Another exception is when there is a joint-monopoly controlling the petroleum market in the country (a point well-made by my friend, one-dollar economist, who only happened to say it first… and demand credit). This means that there is a collusion (illegal cooperation) to keep gas price excessively high above the market price. Price ceiling in this case might actually correct the distortion, lower price, increasing trade volume, and as a result, reducing the deadweight loss. However, a necessary condition is that the “price ceiling” imposed by the government be binding on the joint-monopoly’s price, NOT on the market price. So, if the colluded price is $2/litre and the market price is $1, then we want the price ceiling to be somewhere in between. The ideal is exactly at the $1 market price, but that is hard in practice because the market price can only be determined once a competitive market has been established (ex-post). As a good measure, the government can approximate price by looking into the gas price of neighboring countries or countries with similar characteristics as the affected country. Of course, this demands a different analysis on the formulation and implementation of price ceiling by the government. Generally speaking, governments do not have a good track record when it comes to the efficacy of its performance. So, while the knowledge of monopoly naturally leads us to discuss market failure, the inefficiency of the government begs the question of whether the government failure could actually be worse. The point is even when the market fails, the government intervention via price ceiling is not guaranteed to be potent.

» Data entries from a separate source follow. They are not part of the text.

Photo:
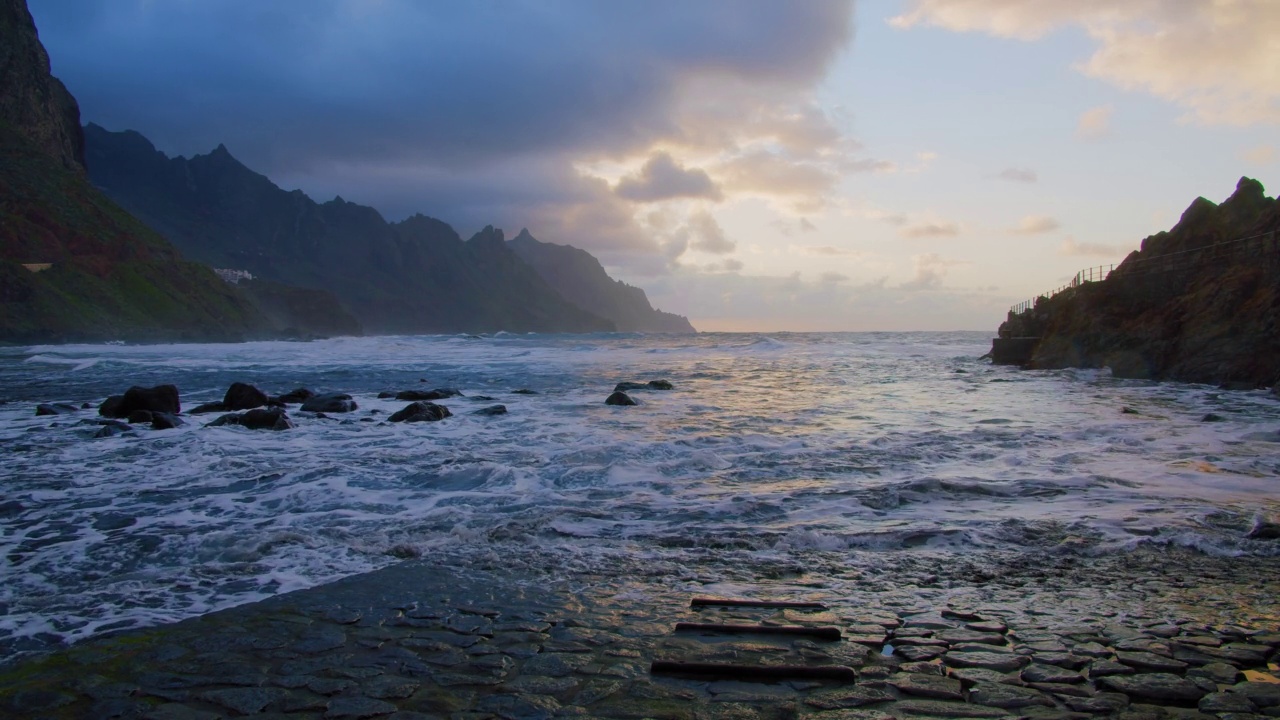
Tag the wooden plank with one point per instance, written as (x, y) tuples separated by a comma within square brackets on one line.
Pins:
[(731, 602), (822, 632), (754, 671)]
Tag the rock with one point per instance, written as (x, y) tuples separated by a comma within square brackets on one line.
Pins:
[(208, 408), (996, 695), (165, 422), (257, 419), (329, 402), (163, 399), (999, 661), (438, 393), (243, 396), (927, 686), (1160, 687), (1264, 529), (1151, 661), (297, 395), (1050, 674), (620, 399), (420, 411)]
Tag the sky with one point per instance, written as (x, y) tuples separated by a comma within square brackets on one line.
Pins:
[(755, 165)]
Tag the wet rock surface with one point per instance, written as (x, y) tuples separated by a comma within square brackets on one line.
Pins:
[(524, 637)]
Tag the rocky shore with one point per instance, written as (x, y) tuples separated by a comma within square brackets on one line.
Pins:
[(1144, 636)]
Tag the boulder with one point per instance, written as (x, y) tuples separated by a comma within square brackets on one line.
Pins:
[(257, 419), (297, 395), (209, 408), (620, 399), (243, 396), (160, 399), (165, 422), (330, 402), (420, 411), (55, 409), (438, 393)]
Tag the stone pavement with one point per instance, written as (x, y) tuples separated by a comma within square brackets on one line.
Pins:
[(1133, 637)]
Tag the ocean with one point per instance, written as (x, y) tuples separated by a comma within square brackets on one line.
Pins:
[(769, 446)]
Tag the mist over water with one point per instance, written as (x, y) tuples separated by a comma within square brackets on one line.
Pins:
[(772, 445)]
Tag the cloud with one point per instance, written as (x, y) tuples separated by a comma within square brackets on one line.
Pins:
[(824, 250), (929, 229), (931, 269), (662, 178), (475, 113), (1260, 155), (1217, 59), (1089, 249), (1018, 174), (1036, 224), (1095, 122), (707, 236)]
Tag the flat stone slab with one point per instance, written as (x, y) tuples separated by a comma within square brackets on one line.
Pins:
[(1155, 686)]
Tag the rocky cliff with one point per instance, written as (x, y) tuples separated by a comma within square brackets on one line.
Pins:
[(577, 276), (32, 101), (411, 277), (73, 265), (1200, 302)]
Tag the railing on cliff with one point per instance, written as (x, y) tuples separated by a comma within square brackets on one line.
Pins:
[(1265, 244)]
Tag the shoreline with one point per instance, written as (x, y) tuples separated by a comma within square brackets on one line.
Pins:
[(534, 636)]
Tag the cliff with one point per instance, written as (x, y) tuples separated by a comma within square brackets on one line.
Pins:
[(32, 101), (411, 277), (1200, 302), (73, 265), (580, 278)]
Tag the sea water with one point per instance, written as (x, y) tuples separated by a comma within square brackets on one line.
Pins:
[(768, 445)]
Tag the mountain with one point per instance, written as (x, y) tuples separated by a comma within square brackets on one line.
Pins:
[(1200, 302), (580, 278), (416, 276), (73, 265)]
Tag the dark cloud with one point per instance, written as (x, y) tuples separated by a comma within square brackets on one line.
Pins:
[(475, 113), (662, 178)]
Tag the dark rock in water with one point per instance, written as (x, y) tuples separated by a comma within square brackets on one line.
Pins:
[(209, 408), (420, 411), (329, 402), (297, 395), (163, 399), (243, 396), (113, 429), (165, 422), (55, 409), (438, 393), (1264, 529), (257, 419)]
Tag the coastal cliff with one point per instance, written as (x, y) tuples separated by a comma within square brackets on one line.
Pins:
[(1196, 304)]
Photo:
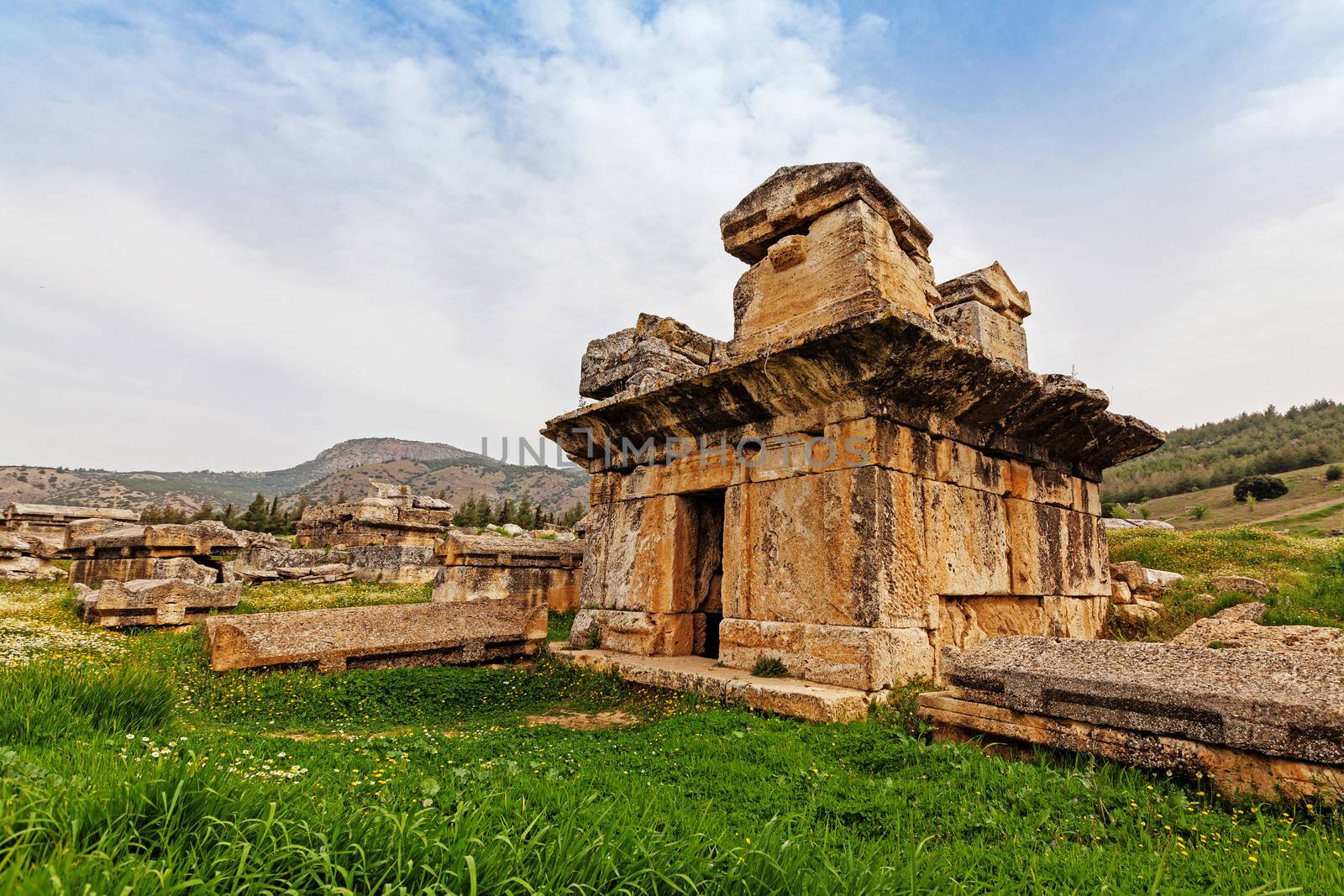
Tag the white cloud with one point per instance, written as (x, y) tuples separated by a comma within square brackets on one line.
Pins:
[(264, 238)]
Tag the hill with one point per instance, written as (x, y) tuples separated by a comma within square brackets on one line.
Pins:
[(1214, 454), (454, 479), (456, 472), (1314, 506)]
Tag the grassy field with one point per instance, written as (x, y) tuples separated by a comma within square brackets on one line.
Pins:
[(1307, 575), (1312, 506), (128, 768)]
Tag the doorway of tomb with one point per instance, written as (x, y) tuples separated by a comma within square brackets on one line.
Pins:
[(707, 508)]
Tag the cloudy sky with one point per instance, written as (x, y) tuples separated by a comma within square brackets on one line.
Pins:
[(234, 234)]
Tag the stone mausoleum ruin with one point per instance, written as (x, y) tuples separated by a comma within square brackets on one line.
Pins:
[(390, 517), (866, 473)]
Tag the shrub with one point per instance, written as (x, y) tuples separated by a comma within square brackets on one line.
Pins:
[(1263, 488), (769, 668)]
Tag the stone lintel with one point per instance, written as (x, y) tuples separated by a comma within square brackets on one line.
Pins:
[(795, 698), (555, 589), (154, 602)]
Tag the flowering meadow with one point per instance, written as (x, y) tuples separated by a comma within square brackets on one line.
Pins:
[(128, 768)]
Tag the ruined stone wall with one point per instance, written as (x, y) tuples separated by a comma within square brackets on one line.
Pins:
[(853, 570)]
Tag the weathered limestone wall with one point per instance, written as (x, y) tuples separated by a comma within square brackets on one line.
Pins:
[(1267, 723), (855, 573), (400, 564)]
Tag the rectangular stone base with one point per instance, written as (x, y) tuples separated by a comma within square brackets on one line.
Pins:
[(378, 637), (1236, 772), (846, 656), (554, 589), (699, 674)]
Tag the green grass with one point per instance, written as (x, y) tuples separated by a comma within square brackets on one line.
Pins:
[(141, 772), (1314, 506), (1307, 575)]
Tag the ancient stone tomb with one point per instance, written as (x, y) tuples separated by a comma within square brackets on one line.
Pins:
[(378, 637), (390, 517), (864, 473), (1261, 715), (50, 523), (161, 551), (480, 567)]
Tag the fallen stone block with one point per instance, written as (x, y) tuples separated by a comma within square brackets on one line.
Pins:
[(327, 573), (1277, 705), (1242, 584), (163, 540), (50, 521), (1233, 772), (26, 559), (152, 602), (1238, 629), (378, 637), (1139, 524), (544, 571), (400, 564)]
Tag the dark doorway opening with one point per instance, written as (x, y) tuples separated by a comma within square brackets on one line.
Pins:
[(709, 569)]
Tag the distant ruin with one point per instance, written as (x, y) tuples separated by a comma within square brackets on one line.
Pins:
[(51, 521), (163, 551), (479, 567), (391, 517), (378, 637), (866, 473)]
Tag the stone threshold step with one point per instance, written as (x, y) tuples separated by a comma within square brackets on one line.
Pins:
[(699, 674)]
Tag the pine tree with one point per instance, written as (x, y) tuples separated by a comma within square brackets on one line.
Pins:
[(255, 516)]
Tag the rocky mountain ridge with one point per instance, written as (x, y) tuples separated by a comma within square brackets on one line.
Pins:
[(344, 468)]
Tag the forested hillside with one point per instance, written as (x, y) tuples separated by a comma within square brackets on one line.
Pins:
[(1221, 453)]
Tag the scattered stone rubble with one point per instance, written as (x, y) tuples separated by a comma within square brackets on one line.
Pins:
[(378, 637), (542, 571), (855, 479), (1238, 629), (50, 523), (26, 559), (1257, 721), (1135, 590), (152, 602), (390, 517), (161, 551)]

NOTE: Self-interest and selfishness are essentially two different personalities/concepts. Selfishness is about a lack of consideration towards the well-being of the others (making oneself at the centre of everything), whereas self-interest is about making oneself happy/satisfied and some people achieve this goal through altruism. In this sense, the economic utility you often heard of is actually a much broader concept (that encompasses a wide range of selfless human behaviors). In the study of life-cycle behavior, for instance, leaving bequest to one’s children increases one’s economic utility.

That’s all for now. Hope you have learnt something useful from this post!